Ieri sera però ho fatto una strappo alla regola: sono andato allo stadio ANCHE per vedere la partita e non solo per tifare. Lo facevo per la Lazio di Zeman, una squadra veramente meravigliosa e per poche altre squadre, ma erano veramente anni che non andavo allo stadio solo ed esclusivamente per fede. Posso dire che da tifoso butterei il fegato nel cesso , ci farei sopra i miei bisogni e tirerei lo sciacquone, ma va detto che il city fa il gioco del Napoli al triplo della velocità, non è assolutamente una scusa ma serve a capire un po’ di cose, soprattutto la direzione che sta prendendo il calcio oggi, ed è una direzione che ci piace.

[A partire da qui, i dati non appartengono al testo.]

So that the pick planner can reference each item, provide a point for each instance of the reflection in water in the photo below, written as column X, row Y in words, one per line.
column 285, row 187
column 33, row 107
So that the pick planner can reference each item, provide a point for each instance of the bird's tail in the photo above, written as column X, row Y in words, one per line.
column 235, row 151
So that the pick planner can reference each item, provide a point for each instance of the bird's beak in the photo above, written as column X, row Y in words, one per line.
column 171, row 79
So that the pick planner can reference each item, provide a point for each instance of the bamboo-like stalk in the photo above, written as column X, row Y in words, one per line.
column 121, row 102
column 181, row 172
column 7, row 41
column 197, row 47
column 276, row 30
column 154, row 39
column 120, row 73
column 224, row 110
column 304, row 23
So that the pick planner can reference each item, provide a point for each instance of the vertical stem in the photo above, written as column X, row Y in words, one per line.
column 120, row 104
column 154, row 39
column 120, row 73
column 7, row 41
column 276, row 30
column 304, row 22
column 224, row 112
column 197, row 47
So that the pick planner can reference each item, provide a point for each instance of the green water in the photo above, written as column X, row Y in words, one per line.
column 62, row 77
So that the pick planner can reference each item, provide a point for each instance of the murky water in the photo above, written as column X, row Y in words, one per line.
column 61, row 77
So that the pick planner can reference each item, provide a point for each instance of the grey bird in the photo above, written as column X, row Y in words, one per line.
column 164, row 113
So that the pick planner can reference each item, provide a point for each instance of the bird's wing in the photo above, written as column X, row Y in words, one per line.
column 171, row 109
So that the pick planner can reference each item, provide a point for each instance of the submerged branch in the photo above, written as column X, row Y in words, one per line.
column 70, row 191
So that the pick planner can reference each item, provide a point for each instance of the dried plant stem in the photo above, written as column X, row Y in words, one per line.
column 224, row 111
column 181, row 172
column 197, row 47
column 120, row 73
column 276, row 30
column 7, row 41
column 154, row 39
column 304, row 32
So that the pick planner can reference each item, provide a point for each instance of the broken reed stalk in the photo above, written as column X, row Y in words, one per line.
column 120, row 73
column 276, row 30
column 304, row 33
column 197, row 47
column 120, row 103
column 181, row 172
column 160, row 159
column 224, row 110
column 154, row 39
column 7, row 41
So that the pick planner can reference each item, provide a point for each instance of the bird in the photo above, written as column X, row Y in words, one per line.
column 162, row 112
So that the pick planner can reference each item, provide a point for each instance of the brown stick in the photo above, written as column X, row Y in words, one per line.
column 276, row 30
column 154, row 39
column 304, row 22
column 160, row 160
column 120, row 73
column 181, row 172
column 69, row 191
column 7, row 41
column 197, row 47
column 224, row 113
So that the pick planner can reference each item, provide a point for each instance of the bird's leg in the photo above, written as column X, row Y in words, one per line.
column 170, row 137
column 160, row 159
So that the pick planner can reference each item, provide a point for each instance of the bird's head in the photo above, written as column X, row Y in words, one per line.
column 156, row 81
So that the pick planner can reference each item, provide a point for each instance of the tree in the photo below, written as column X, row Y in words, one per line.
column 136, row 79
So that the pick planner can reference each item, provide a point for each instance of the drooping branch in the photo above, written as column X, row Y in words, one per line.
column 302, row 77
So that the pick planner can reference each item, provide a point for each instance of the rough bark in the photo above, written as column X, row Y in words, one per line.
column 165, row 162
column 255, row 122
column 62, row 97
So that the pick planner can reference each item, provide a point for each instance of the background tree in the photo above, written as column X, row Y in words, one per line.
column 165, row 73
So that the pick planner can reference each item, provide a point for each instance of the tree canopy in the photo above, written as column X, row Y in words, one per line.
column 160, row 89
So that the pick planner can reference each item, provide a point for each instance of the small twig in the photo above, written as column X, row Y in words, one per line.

Come sempre in champions mi è però piaciuto un po’ meno quello che ho visto sugli spalti, è triste vedere 40 mila persone cacciare la voce solo per urlare D CEMPIONS e non essere in grado di seguire un coro, anche il più elementare, è triste vedere che il settore ospiti surclassa il San Paolo, ieri eravamo in tanti allo stadio per vedere la partita, ma questo non dovrebbe mai farci dimenticare che siamo tifosi del Napoli e non semplici spettatori.

 

CattiviReina è in giornata no, una sola parata nei 90 minuti, ma i colpi di testa non erano imprendibili ha parecchie responsabilità sul risultato. Hysaj ha un bel po’ di colpe sui goal e sulla fascia sinistra si vede che è un giocatore adattato fuori ruolo, per cui gli va concessa qualche attenuante ma la sua prova rimane insufficiente. Peggiore di stasera però è purtroppo Albiol, c’è chi ha fatto peggio, ma lui è quello che dovrebbe dare quel tocco di esperienza alla squadra che stasera è mancato.

BuoniMertens non ha segnato, ha peccato di egoismo in un paio di occasioni, ma recupera con quel delizioso assist che vale il primo goal. Jorginho ha il ghiaccio che gli scorre nelle vene dal dischetto ed è sempre più carismatico, è uno dei pochi a rimanere sempre lucido. Insigne sicuramente migliore, non solo per il goal, ma oggi ha corso tantissimo e nonostante l’assenza del suo amico di scorribande Ghoulam è riuscito a tenere botta sulla sua fascia di competenza.